Par Sandrine Bavard, 21/07/2017

Monument de la musique brésilienne, João Gilberto est, à 86 ans, reconnu comme le fondateur de la bossa nova avec son compositeur fétiche, Tom Jobim. Il s’est fait connaître dans le monde entier avec son interprétation de « The Girl from Ipanema ».


C’est l’histoire d’un homme, un peu désinvolte dans ses années de jeunesse, devenu perfectionniste et pointilleux au fil du temps, toujours un peu caractériel et capricieux, au point d’annuler ses concerts au dernier moment. C’est l’histoire d’un homme entré dans la légende de la musique brésilienne et de la musique tout court, tant il a inspiré de musiciens et décomplexé de chanteurs à la voix frêle sur tous les continents.

Cet homme, c’est João Gilberto Prado Pereira de Oliveira, né le 10 juin 1931 à Juazeiro, dans l’état de Bahia, au Nord du Brésil. Son grand-père lui offre sa première guitare à 14 ans, instrument dont il apprend à jouer en autodidacte. A sa majorité, le jeune homme part tenter sa chance à Salvador de Bahia, puis à Rio de Janeiro, où il intègre le groupe Garotos da Lua, des vedettes de la radio à l’époque… Malheureusement, l’expérience tourne court : João Gilberto est exclu après trois petits enregistrements à cause de son manque de professionnalisme, et notamment de ses retards répétés.

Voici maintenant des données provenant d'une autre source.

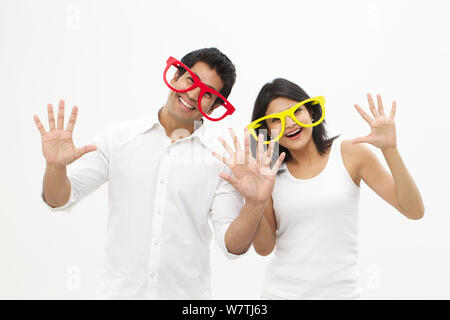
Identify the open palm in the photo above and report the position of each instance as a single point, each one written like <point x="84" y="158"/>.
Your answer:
<point x="383" y="132"/>
<point x="252" y="177"/>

S’ensuit une période très précaire pour le chanteur et guitariste qui survit grâce à la générosité de ses amis et de ses proches, ce qui ne l’empêche pas de faire le difficile : il refuse de prendre des jobs alimentaires et de se produire dans des bars ou restaurants où les clients se montrent trop bruyants à son goût. Il passe alors ses journées à perfectionner son jeu de guitare et à fumer de la marijuana dit-on.

L’inventeur de la bossa nova


Il faudra attendre 1955 pour que João Gilberto se reprenne en main après sa rencontre avec le chanteur Luis Telles qui lui conseille de quitter Rio pour Porto Alegre : il l’oblige à une meilleure hygiène de vie et l’impose sur la scène artistique de la ville. En 1957, le jeune artiste fait une autre rencontre déterminante : celle du compositeur Tom Jobim avec qui il va signer l’acte de naissance de la bossa nova, une musique épurée, influencée par la samba et le jazz, mais avec des rythmes syncopés et variés.


Son premier album, « Chega de Saudade », paru en 1959, révolutionne la musique brésilienne. Il y a cette façon de chanter peu spectaculaire avec sa voix frêle et douce, et cette façon de jouer de la guitare toute personnelle qu’il appelle batida. Ce disque réalisé en collaboration avec le compositeur Tom Jobim et le poète Vinícius de Moraes le propulse immédiatement comme une vedette, avec des titres comme « Chega de saudade », « Rosa morena  » et « Brigas nunca ». Et surtout avec « Desafinado », « désaccordé », une réponse ironique aux détracteurs de la bossa nova : « Si tu dis que je chante faux, mon amour/ Sache que cela provoque en moi une immense douleur/ Seuls les privilégiés ont une oreille comme la tienne/ Je ne possède que ce que Dieu m’a donné ».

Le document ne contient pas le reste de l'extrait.